France's President Nicolas Sarkozy, right, with Libyan National Transitional Council's Mustafa Abdel Jalil after a meeting at the Elysee Palace, Paris, April 20, 2011

Two more European Union countries say they will join Britain in sending military advisers to Libya to help rebel forces.

Italian Defense Minister Ignazio La Russa said his country will send 10 instructors to help train the rebels who are battling forces loyal to Libyan leader Moammar Gadhafi.

Earlier Wednesday, France also announced that it will send military advisers for the Libyan rebels.

Meanwhile, French President Nicolas Sarkozy met in Paris with the head of the rebels' transitional council, Mustafa Abdel Jalil. After the meeting, Jalil told reporters that he invited Sarkozy to visit the rebels' stronghold, the eastern city of Benghazi.

On Tuesday, British Foreign Secretary William Hague said about a dozen British military advisers will help Libya's rebel forces work on organization, logistics and communications. He said the advisers would not take part in any fighting.

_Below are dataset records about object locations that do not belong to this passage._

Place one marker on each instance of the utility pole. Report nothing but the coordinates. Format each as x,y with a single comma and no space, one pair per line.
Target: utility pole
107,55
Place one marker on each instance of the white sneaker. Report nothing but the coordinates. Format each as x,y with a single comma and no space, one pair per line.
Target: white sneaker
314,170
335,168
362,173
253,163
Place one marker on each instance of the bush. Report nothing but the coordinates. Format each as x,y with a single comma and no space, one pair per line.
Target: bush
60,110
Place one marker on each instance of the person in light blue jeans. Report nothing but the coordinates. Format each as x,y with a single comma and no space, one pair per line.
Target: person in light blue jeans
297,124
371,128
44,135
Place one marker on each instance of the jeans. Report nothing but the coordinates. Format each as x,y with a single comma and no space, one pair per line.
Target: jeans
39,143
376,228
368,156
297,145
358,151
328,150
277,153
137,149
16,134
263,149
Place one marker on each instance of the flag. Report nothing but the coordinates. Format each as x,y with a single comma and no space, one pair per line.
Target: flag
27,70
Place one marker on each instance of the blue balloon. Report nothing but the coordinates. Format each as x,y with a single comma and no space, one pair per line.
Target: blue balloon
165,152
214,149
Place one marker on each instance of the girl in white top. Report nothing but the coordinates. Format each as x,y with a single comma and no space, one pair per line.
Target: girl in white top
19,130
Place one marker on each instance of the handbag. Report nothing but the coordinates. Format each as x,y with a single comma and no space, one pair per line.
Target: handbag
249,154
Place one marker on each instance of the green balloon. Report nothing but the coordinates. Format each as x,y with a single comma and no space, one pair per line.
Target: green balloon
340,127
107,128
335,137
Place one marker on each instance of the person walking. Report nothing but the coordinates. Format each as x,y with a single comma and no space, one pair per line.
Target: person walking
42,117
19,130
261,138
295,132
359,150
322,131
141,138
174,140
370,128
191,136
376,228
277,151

Libya’s foreign minister, Abdul Ati al-Obeidi criticized the dispatch of foreign military advisers, saying it will harm chances for peace in the country. In an interview with the BBC, Obeidi called for a cease-fire followed by a six month period to prepare for an election.

Fighting continued Wednesday between rebel and pro-government forces at the besieged western city of Misrata, where residents are pleading for international intervention. NATO airstrikes again struck government installations in several cities.

Leaders in rebel-held Misrata called for the urgent intervention of foreign ground troops to protect the 500,000 civilians there, the first such request by anyone among Libya's opposition forces.

The rebels' civilian leadership, the Transitional National Council, however, has rejected the presence of foreign troops on Libyan soil to help their cause.

Some information for this report was provided by AP, AFP and Reuters.